Article publié le 12/11/2006 sur le site de Guy Darol :

Magnyb.jpg

J'ai rencontré Colette Magny (1926-1997) au début des années 1970 alors qu'elle habitait rue de Flandres, à Paris. Elle a beaucoup inventé et beaucoup protesté. Avec justesse et grand talent. Sa voix forte nous manque et l'on est soulagé de savoir que son nom est désormais porté en étendard. Notamment par Rocé.

Lorsque Frédéric Goaty me demanda quelques portraits de femmes pour le dossier Ainsi soient-elles du numéro 8 de Muziq (actuellement dans les kiosques), j'ai immédiatement pensé à Colette Magny. Immense mais rarement célébrée, il fallait marquer le coup. L'occasion était belle.

A la parution de Muziq, un lecteur a manifesté son enthousiasme pour la chanteuse. Mieux : il rappelait des souvenirs. Philippe Vidal a bien connu Colette Magny. En voisin et en fervent. Voici le courriel qu'il m'adressa.


thumb_MUZIQ_8_LE_20_OCTOBRE__2.jpgBonjour,

Ça fait plaisir d’entendre parler de Colette Magny dans la presse musicale, et c’est tout à l’honneur de Muziq de ne pas l’oublier et de la réunir fort justement à Bessie, Billie, Ella. En effet, ce n’est pas parce qu’elle ne passait pas à la télé qu’elle ne soutient pas la comparaison. Ses disques sont là pour en témoigner.

Voici quelques infos complémentaires qui vous intéresseront peut-être, à moins que vous ne les connaissiez déjà, auquel cas je m’excuse par avance de la répétition. Vous écrivez que la « journaliste chantante » est partie s’installer du côté de Saint-Antonin-Noble-Val. C’était plus exactement à une dizaine de kilomètres de là, au hameau de Selgues, sur la commune de Verfeil-sur-Seye, qui compte à l’heure actuelle trois centaines d’habitants. On peut dire que Colette Magny n’aura pas fait le voyage pour rien : vers la fin des années 80, alors qu’elle avait déjà de grandes difficultés à se déplacer, il a été possible un soir d’été de lui monter une scène et une sono pour qu’elle chante, entourée de jeunes musiciens pros originaires du village : l’accordéoniste-batteur Didier Brassac et le souffleur François Chambert. Un an plus tard, au même endroit et toujours grâce à elle je suppose, il y avait Paco Ibañez, et la lente extinction de ce village du Rouergue était enrayée grâce à l’association locale Act’2 et au festival Des Croches et la Lune installé pour un long week-end en août au cœur du village. La 19ème édition a eu lieu cet été. Au fil des ans on a eu droit à Mama Béa Tekielski, Allain Leprest, Bernardo Sandoval, Mano Solo, le Workshop de Lyon, Bïa, Jehan, les Wampas, Dick Annegarn, Raul Barboza, Bratsch, et beaucoup d’artistes de Midi-Pyrénées… Et surtout, on ou off, des artistes sont venus à Verfeil, s’y sont plu (souvent), installés (parfois), y vivent et y travaillent maintenant.

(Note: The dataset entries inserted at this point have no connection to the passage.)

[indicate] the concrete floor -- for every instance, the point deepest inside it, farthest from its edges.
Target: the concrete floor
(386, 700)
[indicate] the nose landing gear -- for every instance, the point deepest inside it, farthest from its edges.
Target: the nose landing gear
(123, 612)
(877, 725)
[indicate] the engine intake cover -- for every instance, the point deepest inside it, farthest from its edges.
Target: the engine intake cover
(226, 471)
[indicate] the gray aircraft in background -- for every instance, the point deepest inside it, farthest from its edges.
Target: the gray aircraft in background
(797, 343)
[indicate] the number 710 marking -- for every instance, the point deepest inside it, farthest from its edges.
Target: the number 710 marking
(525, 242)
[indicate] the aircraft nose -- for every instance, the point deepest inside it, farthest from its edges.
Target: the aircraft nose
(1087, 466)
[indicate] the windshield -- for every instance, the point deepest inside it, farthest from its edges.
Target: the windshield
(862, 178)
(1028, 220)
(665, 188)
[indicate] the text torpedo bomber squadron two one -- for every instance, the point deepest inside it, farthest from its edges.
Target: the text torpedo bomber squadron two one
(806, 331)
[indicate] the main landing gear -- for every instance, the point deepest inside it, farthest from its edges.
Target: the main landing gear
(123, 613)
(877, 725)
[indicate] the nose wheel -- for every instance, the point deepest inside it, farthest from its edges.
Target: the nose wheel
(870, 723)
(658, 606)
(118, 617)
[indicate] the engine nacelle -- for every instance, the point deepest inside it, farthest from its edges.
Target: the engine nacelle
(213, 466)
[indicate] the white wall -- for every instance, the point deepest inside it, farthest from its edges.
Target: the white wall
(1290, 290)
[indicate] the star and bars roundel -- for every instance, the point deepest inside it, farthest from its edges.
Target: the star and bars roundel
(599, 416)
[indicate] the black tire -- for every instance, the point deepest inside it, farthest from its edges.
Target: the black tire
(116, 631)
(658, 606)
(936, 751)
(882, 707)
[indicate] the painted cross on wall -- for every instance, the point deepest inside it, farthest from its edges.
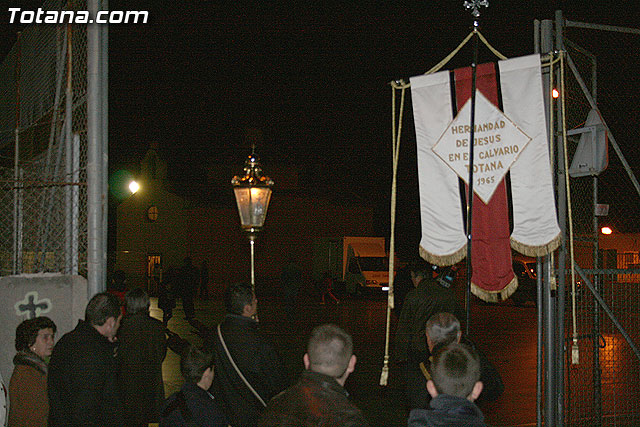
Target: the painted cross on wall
(32, 306)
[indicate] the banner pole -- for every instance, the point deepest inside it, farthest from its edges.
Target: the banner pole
(474, 6)
(470, 181)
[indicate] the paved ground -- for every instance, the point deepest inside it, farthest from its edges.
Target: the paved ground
(507, 334)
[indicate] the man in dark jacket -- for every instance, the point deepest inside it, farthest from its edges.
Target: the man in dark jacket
(443, 329)
(428, 298)
(318, 398)
(193, 405)
(143, 346)
(454, 387)
(252, 354)
(82, 381)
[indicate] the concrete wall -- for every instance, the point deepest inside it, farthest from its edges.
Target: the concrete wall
(62, 298)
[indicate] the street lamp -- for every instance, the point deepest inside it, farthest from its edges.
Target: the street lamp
(134, 187)
(253, 193)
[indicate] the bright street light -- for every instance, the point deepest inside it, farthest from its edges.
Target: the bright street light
(133, 187)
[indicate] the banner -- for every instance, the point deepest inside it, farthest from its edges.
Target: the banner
(512, 176)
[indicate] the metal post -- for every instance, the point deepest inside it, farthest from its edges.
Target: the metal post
(95, 263)
(539, 281)
(104, 98)
(75, 203)
(69, 154)
(474, 65)
(539, 360)
(252, 241)
(560, 294)
(548, 305)
(597, 369)
(17, 223)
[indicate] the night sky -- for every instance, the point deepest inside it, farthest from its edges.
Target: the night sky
(314, 78)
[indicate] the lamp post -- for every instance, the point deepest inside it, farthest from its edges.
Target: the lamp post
(253, 193)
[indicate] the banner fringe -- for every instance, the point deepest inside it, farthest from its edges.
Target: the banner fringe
(443, 260)
(495, 296)
(536, 251)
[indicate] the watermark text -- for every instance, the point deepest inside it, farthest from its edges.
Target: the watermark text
(41, 16)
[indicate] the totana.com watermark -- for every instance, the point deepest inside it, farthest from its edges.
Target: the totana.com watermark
(41, 16)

Là-bas, la mémoire de Colette Magny et ses chansons font partie du paysage de manière plutôt discrète, informelle, et pour tout dire allant de soi. En 2005 la boucle s’est bouclée une première fois quand la compagnie Okamzik (de Bordeaux je crois) est venue conclure le festival en créant son spectacle sur les chansons de Colette Magny. Quatre jeunes musiciens (chant, sax, flûte, guitare) et un pianiste-arrangeur-directeur artistique – je n’ai pas les noms – pour un moment exceptionnel, je pèse mes mots, de recherche et de qualité musicale, d’engagement scénique, de générosité, d’émotion pleine et sincère de part et d’autre de la rampe.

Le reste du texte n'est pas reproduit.